People Talk with Guy Nicholls

Car racing can be oh so exhausting

While the sirens were wailing for the start of the Macau Grand Prix and virtually the whole enclave’s attention was on whether Schumacher would make it or Hakkinen would hack it, famed shoe designer Tamara Lapinski was displaying a nonchalant scorn for the internal combustion engine. She was spotted, disguised enticingly as a journalist, sunning herself at the Mandarin Oriental pool. 

What did the director uncover?

“We came to Hong Kong expecting to find the world of Suzie Wong, but what they uncovered was something far more dark and sinister.” Thus spoke award-winning film director Richard (The Contract) Tildesley, who was in town to shoot a documentary on the local ladies of the night. And what exactly did he find? Alas we have to wait until we see the documentary on local television – censors permitting – before we know the answer to that, as the good Mr Tildesley flew out to Bahrain before he had time to explain himself. 
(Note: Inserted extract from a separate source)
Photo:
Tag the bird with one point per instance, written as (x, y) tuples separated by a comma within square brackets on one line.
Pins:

Bear bottoms on show in Repulse Bay

If you’d gone down to the Repulse Bay last week, you would have been sure of a big surprise. That’s because a teddy bear’s picnic was in full swing in a marquee next door. The occasion was the launch of Edwin Mok’s Teddy & I Ltd, which he claims is the most cuddly company in town. It was a view shared by the 50 or so adults and their children who showed up to meet Cheeky, Ophelia, Bliss, Bubblegum and the other bears in the family. So if you can bear to paws for a moment in the pre-Christmas rush, don’t forget that the Hong Kong Society for the Protection of Children benefits from every sale.

Jogging can be harmful to your health

A stroll along Bowen Road on a Sunday afternoon can be a most rewarding experience. Apart from the astonishing views across the harbour, you can also come across some very unexpected sights. Such as a very senior Hong Kong executive obviously obeying his doctor’s orders to get some exercise.
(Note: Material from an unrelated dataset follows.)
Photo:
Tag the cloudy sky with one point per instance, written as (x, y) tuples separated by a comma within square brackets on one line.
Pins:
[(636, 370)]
But I expect the good quack meant something less taxing than jogging, because it seems to me that if things go on the way they were progressing last Sunday, a major corporation will be looking for a new manager.

Frederique does in the French way

“I didn’t want just another boring party. It had to be something with a little more atmosphere,” purred beauty consultant Frederique Deleage – who is also famed for being the only French person in the history of the world to say “Non” to a glass of wine. So the Ambassador Suite in the Grand Hyatt was the venue for this mademoiselle’s 45th birthday celebration, which took the form of late night/early morning cocktails or a chosen few from the ranks of close friends and beautician buddies. Frederique’s concept-and-marketing man and bon ami, Victor Mehra, laid on the whole thing, presenting her with the suite and a row of scent bottle to suit the occasion.

Into an abstract new world

Dwelling in the Jockey Club in Happy Valley, with his pottery-wheeling sister Katherine Mahoney, London painter Robert McKellar must be contemplating how Hong Kong has driven him to abstraction since his initial visit here last year. “It hurts to look at the intensity that is Hong Kong,” he mused when describing his exit from the closet of still-lives into the wide-open world of abstract art. Although he has exhibited at the Royal Academy for the past 12 years, he has never officially hung his abstracts out for public approval. That it, not until the Touchstone Gallery’s Henk Hoppener got to him and persuaded him to stage his first exhibition here. Watch out for the 12-piecer for a fortnight from December 17.